I believe those things whole heartedly and I do my best to live them out. But I have to admit that that 3rd one, the one about boundaries? That’s a tough one for me. I am getting better at it. I am getting better at telling folks who ask inappropriate questions that they are, indeed, inappropriate and that I won’t answer them. I am getting better at saying no to things I really don’t want to do or that sap my energy in a negative way, even if I know that saying no will upset the person I am saying no to. I am getting better at surrounding myself with only the people who build me up, who cheer me on, and who want me to succeed. I am also getting better at calling out harmful behavior.

But I still really want to be liked. I don’t want people to get mad at me. So sometimes I just ignore bad behavior. Or I try to avoid the person doing the behavior instead of confronting them about it. I let people get away with things. I don’t stand up for myself.

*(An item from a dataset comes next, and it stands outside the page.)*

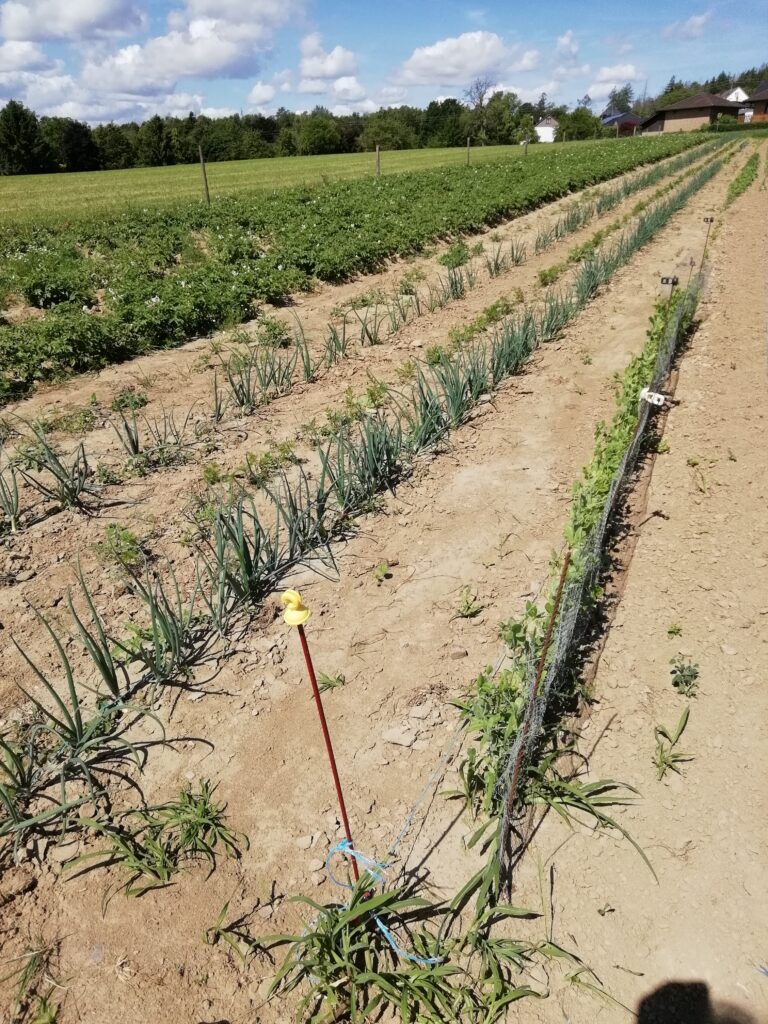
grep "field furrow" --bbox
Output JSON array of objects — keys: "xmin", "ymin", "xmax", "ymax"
[{"xmin": 4, "ymin": 138, "xmax": 757, "ymax": 1024}]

I sometimes don’t set boundaries even when the issue is really important to me. I let people slide because I care about them and want to maintain the relationship (even though the relationship is doing harm to me). I acquiesce. I avoid. I try to laugh it off. Meanwhile my soul is hurting.

Why am I so willing to sacrifice myself to keep someone else happy? Especially someone who hasn’t shown me the same respect? Why am I so willing to avoid confrontation when I’m not the one behaving badly? Why am I so willing to do extra work (emotional and otherwise) instead of calling someone out on their refusal to do work?

I see these patterns in my life and work over and over again. I am trying to develop my own inner strength so that I can stand up to people and firmly (but kindly) set boundaries and follow through on consequences when those boundaries are violated. I believe that it’s important work to do. I believe that I not only have the right, but the responsibility to do it so that I can live a whole and healthy life. But I still struggle. It’s hard to stand up and say what you need in clear terms. It’s even harder to say “If you refuse to do this I can no longer be around you.” I just have to remember it’s not an ultimatum for ultimatum’s sake, it’s setting a clear line to protect the fragility of my own soul.

These are hard lessons to learn but so, so important. Set the boundary, as hard as it is, and make the space for something new to grow.